Maxine Kumin, “After Love” from Selected Poems, 1960-1990. Copyright © 1970 by Maxine Kumin.

Day Job

Day Job

Eight years ago today I began working at my current job. This is a fact I’ll ponder today — but it’s one I notice every day, given the framed snapshot of the girls on my desk. It’s 2006, our summer trip to California, and they are 11, 14 and 17.

What I’m thinking about now, though, is not just the improbability of their current ages — 19, 22 and 25! — but the fact that for half the years I’ve been working this day job, I’ve been writing this blog. I like the heft of this ratio, and will like it even more when it grows from 1/2 to 3/5 or 3/4.

This is not to disparage the day job but only to say that for me, and for many others, the creative work that happens before and after the eight hours is what matters most. It’s a funny, bifurcated way to live, straddling worlds, but there are compensations.

I savor them however I can.

Mottled Sky

Mottled Sky

Most color has drained from the earth. Now that our white snow cover is gone (though not for long perhaps?), we are left with brown leaves, gray trees — a monochromatic world. On walks these days my eyes are drawn toward the sky, source of light, source of color.

Here, from yesterday, a swirl of blue and white, which brings the word mottled to mind. Splotched, blotched, swirled, streaked.

I like the word mottled, mostly because it reminds me of soft skies like these. But also because I like how the word sounds. Like marbled, which reminds me of sleek granite or fine paper. And rhyming with coddled, as in egg, or child.

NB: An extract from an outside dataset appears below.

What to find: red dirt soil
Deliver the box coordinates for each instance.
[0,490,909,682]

But mostly the word, like the sky, stands on its own.

A Walker Continues

A Walker Continues

The snow has clung to
every available surface. The most spindly branches of the forsythia
have “Vs” of snow, and I can imagine the accumulation, patient and slow,
crystal attracting crystal until little pockets formed.
I hope this blog will be the same, a slow, patient accumulation of words. 

Four years ago today I started this blog with a post entitled “A Walker Begins.” Since then, there has been a “slow, patient accumulation” of at least 20,000 words. Other than that, “Walker” hasn’t changed much, other than my learning how to make the photos larger. One of these days I’ll figure out how to switch templates, which will make it easier to follow and comment.


Otherwise, I imagine I’ll keep plugging away as I always do: walking, thinking, noticing.


Writing about the world in an attempt to make some sense of it — though not too much, of course.